Bio: Katarzyna Rybarczyk obtained her Master’s degrees in mathematics (from Adam Mickiewicz University in Poznań) and in architecture (from Poznań Technical University) in 2005. She received PhD in theoretical computer science in 2010 with a thesis concerning applications of random intersection graphs as models of complex networks. She is one of the pioneers of research in theory of random intersection graphs initiated by Karoński, Scheinerman and Singer-Cohen in `90. Some of her results concerning equivalence and connectivity of random intersection graphs are seen as classic in the field. Her research interests are far wider and include general theory of random graphs, graph algorithms, cryptography, complex networks, and mathematics in architecture.

Web page: http://kryba.home.amu.edu.pl

Francois Theberge

The Tutte Institute for Mathematics and Computing, Ottawa, Canada

Title: Advances in graph clustering: algorithms, evaluation and applications

Abstract: Graph clustering is a commonly used tool in network science with applications such as community finding, anomaly detection and visualization. In the first part of this talk, we give an overview of an Ensemble Clustering algorithm for Graphs (ECG), which is based on the modularity-optimizing Louvain algorithm. The Louvain algorithm is often one of the best performing algorithms in comparison studies, but it has a few known issues: it can be unstable, and it suffers from the resolution limit of modularity, so “ground-truth” communities are often merged. We show that ECG greatly reduces those issues and moreover, it also provides a measure of the strength of the communities it finds. Code for ECG is available for Python (igraph and networkx) and in the GPU-based RAPIDS suite from NVIDIA. Graph clustering is unsupervised, so comparing algorithms is often done via artificial benchmarks such as LFR and BTER, and using measures like NMI (normalized mutual information). Such measures are “graph-agnostic” since they only consider the clusters as sets, and the fact that those are groups of nodes on a graph is ignored. In the second part of the talk, we show why adjusted measures should be used, and introduce a new family of “graph-aware” measures. We demonstrate the complementarity of graph-agnostic and graph-aware measures via theoretical and empirical results, and use both in a large study comparing several graph clustering algorithms. We also revisit the popular LFR benchmark, proposing a similar but simpler model: ABCD (Artificial Benchmark for Community Detection). We show some advantages of ABCD including its speed, and a more natural interpretation of the “overall noise” parameter common to both LFR and ABCD. Finally, we show how graph clustering can be used along with a geometric variant of the Chung-Lu model to build a framework for comparing and ranking the quality of graph embeddings.
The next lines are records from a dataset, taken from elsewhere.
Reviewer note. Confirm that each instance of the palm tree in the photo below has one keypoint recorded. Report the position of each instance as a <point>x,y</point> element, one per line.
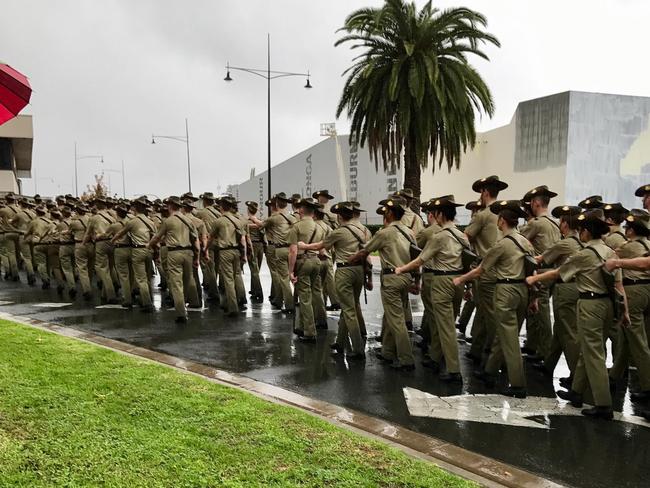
<point>413,89</point>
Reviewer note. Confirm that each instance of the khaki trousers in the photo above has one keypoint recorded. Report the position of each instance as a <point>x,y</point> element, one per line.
<point>395,342</point>
<point>83,257</point>
<point>445,299</point>
<point>310,294</point>
<point>510,303</point>
<point>123,267</point>
<point>633,341</point>
<point>565,330</point>
<point>103,250</point>
<point>180,279</point>
<point>349,282</point>
<point>282,271</point>
<point>591,371</point>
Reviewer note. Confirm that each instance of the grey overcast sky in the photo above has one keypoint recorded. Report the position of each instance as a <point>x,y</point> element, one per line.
<point>108,73</point>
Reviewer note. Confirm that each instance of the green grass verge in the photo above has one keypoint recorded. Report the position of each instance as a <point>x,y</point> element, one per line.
<point>74,414</point>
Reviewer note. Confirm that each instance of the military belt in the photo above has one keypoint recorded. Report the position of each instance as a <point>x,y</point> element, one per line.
<point>631,282</point>
<point>439,272</point>
<point>590,295</point>
<point>179,248</point>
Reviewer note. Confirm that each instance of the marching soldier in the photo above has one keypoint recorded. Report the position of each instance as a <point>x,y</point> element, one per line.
<point>565,294</point>
<point>350,279</point>
<point>393,243</point>
<point>83,252</point>
<point>595,313</point>
<point>66,250</point>
<point>633,342</point>
<point>615,214</point>
<point>255,243</point>
<point>277,228</point>
<point>123,254</point>
<point>140,230</point>
<point>209,214</point>
<point>228,235</point>
<point>542,232</point>
<point>97,225</point>
<point>37,234</point>
<point>9,237</point>
<point>304,269</point>
<point>181,238</point>
<point>482,233</point>
<point>21,221</point>
<point>441,257</point>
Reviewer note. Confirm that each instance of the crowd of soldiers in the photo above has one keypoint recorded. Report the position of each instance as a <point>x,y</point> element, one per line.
<point>514,261</point>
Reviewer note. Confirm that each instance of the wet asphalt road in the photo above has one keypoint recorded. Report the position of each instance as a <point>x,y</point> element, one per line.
<point>574,451</point>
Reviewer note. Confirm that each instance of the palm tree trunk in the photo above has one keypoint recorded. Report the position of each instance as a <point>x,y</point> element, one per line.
<point>412,170</point>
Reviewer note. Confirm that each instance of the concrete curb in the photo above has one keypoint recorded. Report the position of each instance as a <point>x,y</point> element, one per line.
<point>467,464</point>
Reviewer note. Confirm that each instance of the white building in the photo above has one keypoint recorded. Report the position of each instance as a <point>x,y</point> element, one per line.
<point>577,143</point>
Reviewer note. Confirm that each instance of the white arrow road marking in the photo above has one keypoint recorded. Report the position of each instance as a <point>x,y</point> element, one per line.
<point>496,409</point>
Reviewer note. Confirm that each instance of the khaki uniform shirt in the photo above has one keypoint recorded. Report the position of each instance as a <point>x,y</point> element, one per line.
<point>585,266</point>
<point>177,231</point>
<point>79,226</point>
<point>424,236</point>
<point>413,221</point>
<point>635,248</point>
<point>505,258</point>
<point>7,213</point>
<point>542,232</point>
<point>98,223</point>
<point>22,219</point>
<point>442,251</point>
<point>139,230</point>
<point>483,231</point>
<point>225,230</point>
<point>277,227</point>
<point>344,243</point>
<point>327,229</point>
<point>209,216</point>
<point>393,247</point>
<point>306,230</point>
<point>616,237</point>
<point>559,252</point>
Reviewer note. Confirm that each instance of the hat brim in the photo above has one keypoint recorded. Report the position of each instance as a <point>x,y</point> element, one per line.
<point>477,186</point>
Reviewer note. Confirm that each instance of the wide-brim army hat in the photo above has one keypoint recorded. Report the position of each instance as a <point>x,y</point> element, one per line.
<point>566,211</point>
<point>406,193</point>
<point>613,209</point>
<point>638,215</point>
<point>474,205</point>
<point>595,218</point>
<point>310,203</point>
<point>490,181</point>
<point>389,204</point>
<point>513,206</point>
<point>538,191</point>
<point>594,201</point>
<point>282,196</point>
<point>344,208</point>
<point>322,193</point>
<point>444,201</point>
<point>642,191</point>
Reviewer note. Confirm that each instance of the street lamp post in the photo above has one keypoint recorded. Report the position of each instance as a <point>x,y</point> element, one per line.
<point>268,75</point>
<point>186,140</point>
<point>76,159</point>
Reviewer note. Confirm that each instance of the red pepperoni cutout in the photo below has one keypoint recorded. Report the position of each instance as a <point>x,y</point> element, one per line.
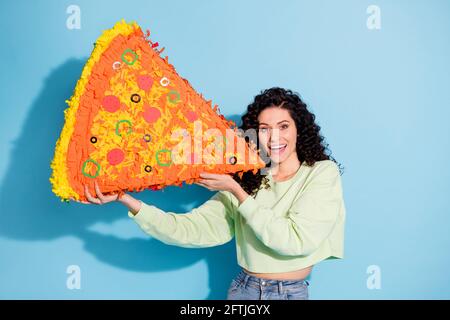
<point>151,114</point>
<point>145,82</point>
<point>111,103</point>
<point>192,116</point>
<point>115,156</point>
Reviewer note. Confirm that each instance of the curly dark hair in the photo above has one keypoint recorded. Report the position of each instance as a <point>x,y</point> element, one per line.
<point>311,146</point>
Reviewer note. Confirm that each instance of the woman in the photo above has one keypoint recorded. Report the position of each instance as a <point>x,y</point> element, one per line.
<point>284,222</point>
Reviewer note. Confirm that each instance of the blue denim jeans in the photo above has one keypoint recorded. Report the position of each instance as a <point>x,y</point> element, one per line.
<point>247,287</point>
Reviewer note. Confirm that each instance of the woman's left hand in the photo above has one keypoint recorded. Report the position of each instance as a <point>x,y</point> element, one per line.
<point>218,182</point>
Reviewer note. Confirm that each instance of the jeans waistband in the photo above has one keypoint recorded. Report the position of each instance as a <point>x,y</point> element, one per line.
<point>247,279</point>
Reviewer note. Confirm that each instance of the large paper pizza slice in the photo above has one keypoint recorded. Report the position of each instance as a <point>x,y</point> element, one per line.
<point>133,123</point>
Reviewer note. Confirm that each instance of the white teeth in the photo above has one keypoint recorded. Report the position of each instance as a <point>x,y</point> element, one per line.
<point>277,147</point>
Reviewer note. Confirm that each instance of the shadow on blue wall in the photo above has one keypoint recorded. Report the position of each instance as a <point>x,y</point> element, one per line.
<point>30,211</point>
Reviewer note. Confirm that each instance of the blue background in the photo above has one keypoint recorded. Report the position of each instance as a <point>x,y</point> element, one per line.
<point>381,97</point>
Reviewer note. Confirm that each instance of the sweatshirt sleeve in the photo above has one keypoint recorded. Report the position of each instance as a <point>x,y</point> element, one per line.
<point>208,225</point>
<point>308,222</point>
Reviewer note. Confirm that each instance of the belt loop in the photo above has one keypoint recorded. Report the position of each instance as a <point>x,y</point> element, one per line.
<point>246,277</point>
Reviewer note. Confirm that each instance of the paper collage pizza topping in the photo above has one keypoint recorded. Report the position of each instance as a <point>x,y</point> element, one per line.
<point>133,123</point>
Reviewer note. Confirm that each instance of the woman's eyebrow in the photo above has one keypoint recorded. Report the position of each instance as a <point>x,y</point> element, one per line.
<point>277,123</point>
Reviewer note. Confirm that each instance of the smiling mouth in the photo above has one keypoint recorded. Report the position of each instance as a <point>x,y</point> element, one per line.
<point>278,148</point>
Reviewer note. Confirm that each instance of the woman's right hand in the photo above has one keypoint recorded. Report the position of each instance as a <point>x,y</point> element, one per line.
<point>101,198</point>
<point>131,203</point>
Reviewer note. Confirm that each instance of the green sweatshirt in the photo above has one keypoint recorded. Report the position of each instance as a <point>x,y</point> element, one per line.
<point>294,224</point>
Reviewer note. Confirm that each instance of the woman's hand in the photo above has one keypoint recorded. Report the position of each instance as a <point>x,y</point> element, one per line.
<point>101,198</point>
<point>222,182</point>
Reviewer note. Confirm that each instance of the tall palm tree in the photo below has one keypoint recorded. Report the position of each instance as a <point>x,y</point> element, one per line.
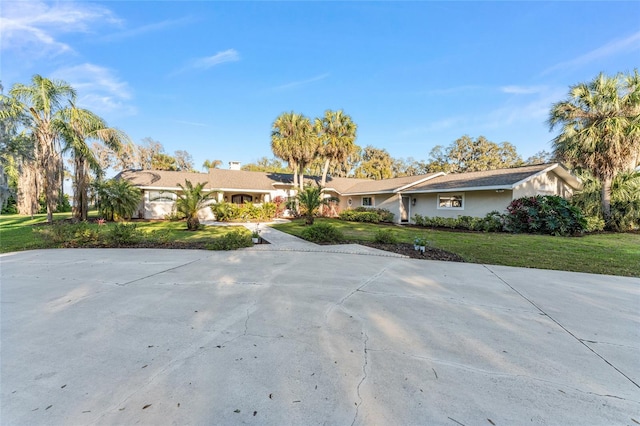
<point>211,164</point>
<point>35,106</point>
<point>337,134</point>
<point>190,199</point>
<point>310,199</point>
<point>294,141</point>
<point>77,126</point>
<point>600,128</point>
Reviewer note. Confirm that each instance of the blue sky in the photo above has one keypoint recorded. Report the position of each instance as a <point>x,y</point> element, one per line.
<point>210,77</point>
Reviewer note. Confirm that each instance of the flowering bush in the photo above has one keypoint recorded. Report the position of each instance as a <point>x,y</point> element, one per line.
<point>547,214</point>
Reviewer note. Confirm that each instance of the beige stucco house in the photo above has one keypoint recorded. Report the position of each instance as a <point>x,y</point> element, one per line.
<point>435,194</point>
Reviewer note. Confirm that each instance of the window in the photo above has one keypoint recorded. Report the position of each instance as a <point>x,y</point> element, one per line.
<point>451,201</point>
<point>163,195</point>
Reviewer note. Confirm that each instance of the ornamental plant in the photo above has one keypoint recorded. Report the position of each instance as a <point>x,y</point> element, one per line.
<point>548,214</point>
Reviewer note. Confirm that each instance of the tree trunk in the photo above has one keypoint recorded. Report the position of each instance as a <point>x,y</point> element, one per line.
<point>50,163</point>
<point>295,175</point>
<point>606,199</point>
<point>80,201</point>
<point>325,171</point>
<point>28,189</point>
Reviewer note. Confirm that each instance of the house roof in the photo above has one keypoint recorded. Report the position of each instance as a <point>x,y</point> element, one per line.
<point>493,179</point>
<point>162,179</point>
<point>367,186</point>
<point>240,180</point>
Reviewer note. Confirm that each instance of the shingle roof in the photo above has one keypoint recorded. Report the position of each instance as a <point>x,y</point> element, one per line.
<point>506,178</point>
<point>162,178</point>
<point>221,179</point>
<point>240,179</point>
<point>385,185</point>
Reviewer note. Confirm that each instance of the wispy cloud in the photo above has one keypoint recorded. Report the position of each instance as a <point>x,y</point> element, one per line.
<point>452,90</point>
<point>299,83</point>
<point>522,90</point>
<point>33,27</point>
<point>149,28</point>
<point>190,123</point>
<point>516,111</point>
<point>99,89</point>
<point>433,127</point>
<point>621,46</point>
<point>201,64</point>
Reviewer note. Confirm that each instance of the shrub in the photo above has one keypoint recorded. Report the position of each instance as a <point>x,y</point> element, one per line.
<point>249,212</point>
<point>322,233</point>
<point>69,234</point>
<point>547,214</point>
<point>359,216</point>
<point>123,234</point>
<point>269,211</point>
<point>366,214</point>
<point>594,224</point>
<point>492,222</point>
<point>385,236</point>
<point>233,240</point>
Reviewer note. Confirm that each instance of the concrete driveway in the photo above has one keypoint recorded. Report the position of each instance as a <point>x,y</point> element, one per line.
<point>118,336</point>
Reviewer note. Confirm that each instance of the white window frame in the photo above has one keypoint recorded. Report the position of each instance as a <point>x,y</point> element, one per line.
<point>450,195</point>
<point>159,193</point>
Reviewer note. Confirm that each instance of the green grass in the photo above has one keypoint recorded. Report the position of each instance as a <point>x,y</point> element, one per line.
<point>17,232</point>
<point>612,254</point>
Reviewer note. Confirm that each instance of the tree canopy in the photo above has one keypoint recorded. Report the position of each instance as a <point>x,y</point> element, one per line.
<point>600,128</point>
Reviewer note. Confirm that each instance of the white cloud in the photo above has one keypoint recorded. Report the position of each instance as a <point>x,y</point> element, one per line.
<point>294,84</point>
<point>621,46</point>
<point>149,28</point>
<point>99,90</point>
<point>33,27</point>
<point>230,55</point>
<point>522,90</point>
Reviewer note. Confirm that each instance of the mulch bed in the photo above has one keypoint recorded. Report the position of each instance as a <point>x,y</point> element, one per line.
<point>430,253</point>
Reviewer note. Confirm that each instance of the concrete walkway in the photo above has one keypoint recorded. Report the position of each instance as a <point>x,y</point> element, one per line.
<point>154,337</point>
<point>281,241</point>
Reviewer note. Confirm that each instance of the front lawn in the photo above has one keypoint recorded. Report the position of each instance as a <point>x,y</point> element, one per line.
<point>19,233</point>
<point>612,254</point>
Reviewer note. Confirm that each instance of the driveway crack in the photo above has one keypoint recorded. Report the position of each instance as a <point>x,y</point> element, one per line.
<point>365,363</point>
<point>581,341</point>
<point>157,273</point>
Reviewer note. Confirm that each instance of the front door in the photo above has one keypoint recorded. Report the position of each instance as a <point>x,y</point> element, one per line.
<point>404,209</point>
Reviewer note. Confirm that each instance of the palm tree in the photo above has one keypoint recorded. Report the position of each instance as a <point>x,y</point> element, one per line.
<point>310,199</point>
<point>189,200</point>
<point>337,134</point>
<point>600,128</point>
<point>294,141</point>
<point>35,106</point>
<point>211,164</point>
<point>116,198</point>
<point>77,126</point>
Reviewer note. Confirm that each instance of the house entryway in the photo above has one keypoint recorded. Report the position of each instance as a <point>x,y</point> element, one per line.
<point>404,209</point>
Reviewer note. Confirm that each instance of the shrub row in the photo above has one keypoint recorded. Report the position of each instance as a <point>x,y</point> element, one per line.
<point>364,214</point>
<point>492,222</point>
<point>82,234</point>
<point>536,215</point>
<point>227,212</point>
<point>322,233</point>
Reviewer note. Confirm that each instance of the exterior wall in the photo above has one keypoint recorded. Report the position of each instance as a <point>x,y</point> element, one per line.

Bio: François Théberge holds a B.Sc. degree in applied mathematics and computer science from the University of Ottawa, a M.Sc. in telecommunications from INRS and a PhD. in electrical engineering from McGill University. He has been employed by CSE since 1996 during which he was involved in the creation of the data science team as well as the research group now known as the Tutte Institute for Mathematics and Computing. He also holds an adjunct professorial position in the Department of Mathematics and Statistics at the University of Ottawa. His current interests include relational-data mining and deep learning.